Diciamo che a Assael è più difficile, comprensibilmente, il lusso del cinismo della fredda politica mentre a me il privilegio viene concesso. E la questione non è politica, perché il suo trauma è lo stesso di tutta la sinistra israeliana colpita, “tradita” quasi, trucidata in prima persona nei kibbutz al confine con Gaza, ed è lo stesso di tutta Israele. Una questione che proprio per questo diviene politica nella definizione delle priorità belliche.

Cosa che, come sanno tutti i tattici e gli strateghi militari costituisce il “core business” della pianificazione di una guerra vincente. Questo trauma – pianificato proprio per questo da Hamas – costituisce oggi, a mio avviso, l’ostacolo più grande affinché Israele esca più forte e non più debole da questa guerra. Da cui non uscirà se non almeno affiancando la politica – affrontando la questione palestinese – all’uso delle armi, e quando possibile sostituendole.

La seconda notazione è di merito. Mi sembra che la differenza su che tipo di guerra sia quella di Israele adesso, se solo di Netanyahu oppure no verta su un punto di analisi fondamentale: che cosa sia Hamas di Gaza (perché esistono diverse Hamas, e la leadership dell'interno è in rotta con quella dell'esterno, per dirne una).

La guerra diventi politica

EPA

Se sia Hamas-Isis, come dice analiticamente sbagliando un mio amico colonnello della riserva (colonna delle manifestazioni contro Netanyahu per un anno intero, colpito in prima persona perché kibbutzim) e come furbescamente dice Netanyahu. Dunque un attore solo genocidario, non radicato nel popolo e interessato solo all'Armageddon contro i kuffàr (infedeli in arabo) oppure no.

Io penso di no, sulla base di testi, dello studio della personalità di Yaha Sinwar, e sull'analisi politica di proclami e tendenze. Anche di quella di Hezbollah e degli Houthi, che se si vuole sono movimenti islamisti affini, anche se sciiti (anche se questo non conta nel confronto con Israele, conta solo quando la lotta si sposta dentro la civiltà islamica).

Magari lo fosse, sarebbe paradossalmente più semplice. Perché dico questo, ma se ne può discutere? Perché, sostanzialmente, le dinamiche politiche dei movimenti islamisti – quali Hamas, per esempio – sono del tutto panislamiste e antinazionali quando devono conquistare il potere, ma poi, conquistandolo, si "nazionalizzano", ed Hamas è dentro questa logica, come lo è Sinwar, che costituisce la nuova generazione dopo Rantisi.

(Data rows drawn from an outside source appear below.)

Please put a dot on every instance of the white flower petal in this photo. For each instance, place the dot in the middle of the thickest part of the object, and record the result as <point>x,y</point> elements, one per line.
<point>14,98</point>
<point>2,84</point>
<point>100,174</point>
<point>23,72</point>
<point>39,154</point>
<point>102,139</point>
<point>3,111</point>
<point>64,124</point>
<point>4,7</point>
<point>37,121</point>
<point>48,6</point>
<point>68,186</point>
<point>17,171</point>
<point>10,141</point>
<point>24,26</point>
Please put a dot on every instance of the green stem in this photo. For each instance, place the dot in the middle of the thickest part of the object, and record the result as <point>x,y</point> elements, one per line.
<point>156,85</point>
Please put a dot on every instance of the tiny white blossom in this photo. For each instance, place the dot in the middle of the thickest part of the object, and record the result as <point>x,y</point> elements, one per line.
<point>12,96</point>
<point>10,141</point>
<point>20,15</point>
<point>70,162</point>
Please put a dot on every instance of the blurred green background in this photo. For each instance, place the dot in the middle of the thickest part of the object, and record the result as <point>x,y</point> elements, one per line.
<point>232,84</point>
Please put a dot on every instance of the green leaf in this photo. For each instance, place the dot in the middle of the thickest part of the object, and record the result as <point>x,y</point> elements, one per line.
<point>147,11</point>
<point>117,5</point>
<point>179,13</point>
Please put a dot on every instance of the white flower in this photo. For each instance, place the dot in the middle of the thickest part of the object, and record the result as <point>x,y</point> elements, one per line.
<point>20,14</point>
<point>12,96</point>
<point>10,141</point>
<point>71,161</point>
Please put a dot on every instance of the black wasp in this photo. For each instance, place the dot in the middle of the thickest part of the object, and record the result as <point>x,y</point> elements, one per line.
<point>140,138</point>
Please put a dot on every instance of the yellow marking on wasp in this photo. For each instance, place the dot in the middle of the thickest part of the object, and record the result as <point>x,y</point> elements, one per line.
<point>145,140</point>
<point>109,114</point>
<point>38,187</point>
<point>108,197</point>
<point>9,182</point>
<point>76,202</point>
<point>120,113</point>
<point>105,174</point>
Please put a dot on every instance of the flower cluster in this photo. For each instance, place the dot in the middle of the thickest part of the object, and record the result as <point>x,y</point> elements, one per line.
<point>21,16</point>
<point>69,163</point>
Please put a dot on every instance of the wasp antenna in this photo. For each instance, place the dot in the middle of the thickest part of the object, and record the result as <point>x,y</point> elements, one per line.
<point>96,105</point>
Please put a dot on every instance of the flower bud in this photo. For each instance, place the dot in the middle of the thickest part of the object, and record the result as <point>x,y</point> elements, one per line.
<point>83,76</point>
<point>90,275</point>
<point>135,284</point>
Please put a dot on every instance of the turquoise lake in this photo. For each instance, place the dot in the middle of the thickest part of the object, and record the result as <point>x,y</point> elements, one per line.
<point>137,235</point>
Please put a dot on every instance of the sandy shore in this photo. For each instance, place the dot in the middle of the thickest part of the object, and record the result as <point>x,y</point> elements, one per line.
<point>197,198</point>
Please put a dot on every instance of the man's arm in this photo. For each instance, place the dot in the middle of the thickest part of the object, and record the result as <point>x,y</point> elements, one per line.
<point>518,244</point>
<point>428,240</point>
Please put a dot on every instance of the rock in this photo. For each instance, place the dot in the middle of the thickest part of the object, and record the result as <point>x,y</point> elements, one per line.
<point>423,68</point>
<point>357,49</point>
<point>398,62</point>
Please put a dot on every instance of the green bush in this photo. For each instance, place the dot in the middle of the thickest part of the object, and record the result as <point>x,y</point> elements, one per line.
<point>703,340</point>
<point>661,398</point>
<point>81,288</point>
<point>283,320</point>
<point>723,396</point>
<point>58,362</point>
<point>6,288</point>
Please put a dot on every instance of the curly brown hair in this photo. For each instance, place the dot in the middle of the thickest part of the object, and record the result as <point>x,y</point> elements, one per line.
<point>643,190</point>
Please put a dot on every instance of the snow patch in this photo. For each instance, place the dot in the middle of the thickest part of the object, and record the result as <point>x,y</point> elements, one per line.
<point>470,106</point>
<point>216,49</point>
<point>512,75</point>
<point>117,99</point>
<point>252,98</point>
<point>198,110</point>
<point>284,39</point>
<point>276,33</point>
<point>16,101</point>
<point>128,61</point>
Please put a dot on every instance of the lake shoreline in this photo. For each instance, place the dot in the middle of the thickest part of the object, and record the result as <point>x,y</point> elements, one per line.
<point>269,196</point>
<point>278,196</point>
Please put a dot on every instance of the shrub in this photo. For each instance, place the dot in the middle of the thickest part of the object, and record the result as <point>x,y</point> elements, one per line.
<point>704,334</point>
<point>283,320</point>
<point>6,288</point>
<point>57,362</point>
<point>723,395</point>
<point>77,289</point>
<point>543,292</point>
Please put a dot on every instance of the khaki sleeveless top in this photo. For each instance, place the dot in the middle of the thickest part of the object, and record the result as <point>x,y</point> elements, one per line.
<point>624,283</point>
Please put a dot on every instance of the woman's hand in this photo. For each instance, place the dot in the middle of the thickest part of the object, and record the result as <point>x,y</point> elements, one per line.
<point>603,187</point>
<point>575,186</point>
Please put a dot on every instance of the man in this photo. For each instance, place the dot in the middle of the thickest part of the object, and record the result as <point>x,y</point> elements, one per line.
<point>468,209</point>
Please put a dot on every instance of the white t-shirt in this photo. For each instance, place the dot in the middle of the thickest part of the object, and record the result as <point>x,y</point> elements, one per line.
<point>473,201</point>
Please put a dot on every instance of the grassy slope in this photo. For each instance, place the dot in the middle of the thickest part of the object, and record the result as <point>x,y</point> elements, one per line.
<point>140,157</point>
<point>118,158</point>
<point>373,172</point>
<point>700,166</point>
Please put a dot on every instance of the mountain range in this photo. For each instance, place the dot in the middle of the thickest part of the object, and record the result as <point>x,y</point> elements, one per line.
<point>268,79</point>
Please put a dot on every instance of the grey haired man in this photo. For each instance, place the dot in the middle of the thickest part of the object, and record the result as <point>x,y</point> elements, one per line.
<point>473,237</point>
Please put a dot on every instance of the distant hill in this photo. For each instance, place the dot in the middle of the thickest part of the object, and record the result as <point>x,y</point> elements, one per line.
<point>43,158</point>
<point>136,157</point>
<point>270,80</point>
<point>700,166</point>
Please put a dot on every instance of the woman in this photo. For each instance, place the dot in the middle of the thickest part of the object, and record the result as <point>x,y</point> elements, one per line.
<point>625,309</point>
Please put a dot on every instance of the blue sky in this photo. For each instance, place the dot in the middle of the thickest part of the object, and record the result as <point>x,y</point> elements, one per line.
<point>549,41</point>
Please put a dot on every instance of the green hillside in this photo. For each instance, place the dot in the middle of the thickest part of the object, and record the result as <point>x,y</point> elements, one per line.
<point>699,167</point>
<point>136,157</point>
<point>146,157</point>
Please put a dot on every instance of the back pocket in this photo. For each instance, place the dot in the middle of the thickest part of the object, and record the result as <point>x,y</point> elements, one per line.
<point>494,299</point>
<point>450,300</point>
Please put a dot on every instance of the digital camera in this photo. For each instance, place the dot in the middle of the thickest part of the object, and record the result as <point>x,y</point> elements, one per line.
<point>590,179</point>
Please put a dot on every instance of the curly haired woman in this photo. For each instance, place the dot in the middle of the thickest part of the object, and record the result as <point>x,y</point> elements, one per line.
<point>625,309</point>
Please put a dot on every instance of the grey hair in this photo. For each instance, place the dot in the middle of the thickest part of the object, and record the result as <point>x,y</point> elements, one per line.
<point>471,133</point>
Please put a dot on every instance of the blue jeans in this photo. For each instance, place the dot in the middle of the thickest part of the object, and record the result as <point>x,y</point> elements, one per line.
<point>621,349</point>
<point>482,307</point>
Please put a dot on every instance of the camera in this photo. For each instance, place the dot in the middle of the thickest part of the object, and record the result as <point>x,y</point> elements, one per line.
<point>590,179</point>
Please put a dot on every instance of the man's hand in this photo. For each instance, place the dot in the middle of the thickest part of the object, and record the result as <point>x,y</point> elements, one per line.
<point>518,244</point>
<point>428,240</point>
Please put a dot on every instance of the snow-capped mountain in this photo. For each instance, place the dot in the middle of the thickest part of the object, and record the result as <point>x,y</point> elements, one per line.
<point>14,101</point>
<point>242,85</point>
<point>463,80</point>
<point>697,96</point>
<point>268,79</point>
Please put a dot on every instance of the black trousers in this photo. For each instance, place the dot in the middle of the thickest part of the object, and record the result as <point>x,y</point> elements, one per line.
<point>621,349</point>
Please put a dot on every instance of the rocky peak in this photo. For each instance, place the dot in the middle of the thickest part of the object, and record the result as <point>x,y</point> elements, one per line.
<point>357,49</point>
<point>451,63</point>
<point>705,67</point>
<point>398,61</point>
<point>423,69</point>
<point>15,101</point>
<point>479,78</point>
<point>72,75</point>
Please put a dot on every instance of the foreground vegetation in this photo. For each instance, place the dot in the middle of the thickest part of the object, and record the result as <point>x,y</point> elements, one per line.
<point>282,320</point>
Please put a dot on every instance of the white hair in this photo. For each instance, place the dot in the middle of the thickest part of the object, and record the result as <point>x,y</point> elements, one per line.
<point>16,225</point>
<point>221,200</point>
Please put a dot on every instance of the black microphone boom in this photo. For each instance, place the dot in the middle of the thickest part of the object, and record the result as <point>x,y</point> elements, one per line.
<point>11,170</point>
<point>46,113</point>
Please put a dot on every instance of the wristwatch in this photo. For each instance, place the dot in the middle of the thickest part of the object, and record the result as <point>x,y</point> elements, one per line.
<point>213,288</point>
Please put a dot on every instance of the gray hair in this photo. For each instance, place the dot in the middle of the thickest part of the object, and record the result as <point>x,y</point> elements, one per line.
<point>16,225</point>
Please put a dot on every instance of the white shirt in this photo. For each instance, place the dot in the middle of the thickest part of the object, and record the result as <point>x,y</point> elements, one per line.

Dentro quindi un contesto retorico ancora forse "panislamista" in realtà le logiche politiche implicite ma potenti – come l'attacco del 7 ottobre, che è stato contro Israele come nazione e non contro gli ebrei in quanto tali, dato che per esempio non sono stati risparmiate nella violenza nemmeno le donne arabe ma israeliane, anzi "punite" in quanto "traditrici" – hanno incorporato e stanno incorporando una crescente quota di "nazionalizzazione" dell'atto di guerra di Hamas.

Perché i movimenti islamisti quando vanno al potere e vincono, tendono a nazionalizzarsi perché si devono radicare nel popolo dove si trovano. Come è successo a Hizballah, e poi agli Houthi. Di qui l'innestarsi di dinamiche politiche del tutto differenti da quelle che dipinge Netanyahu, che da campione della destra messianica non ha soluzioni – appunto – per vincere un confronto militare che si fa anche politico, come quello portato avanti da un campione "nazionale" come Hamas, seppur in nuce.

Disfarsi di Netanyahu è dunque condizione primaria per poter vincere la guerra. Che si vincerà solo quando diventerà politica.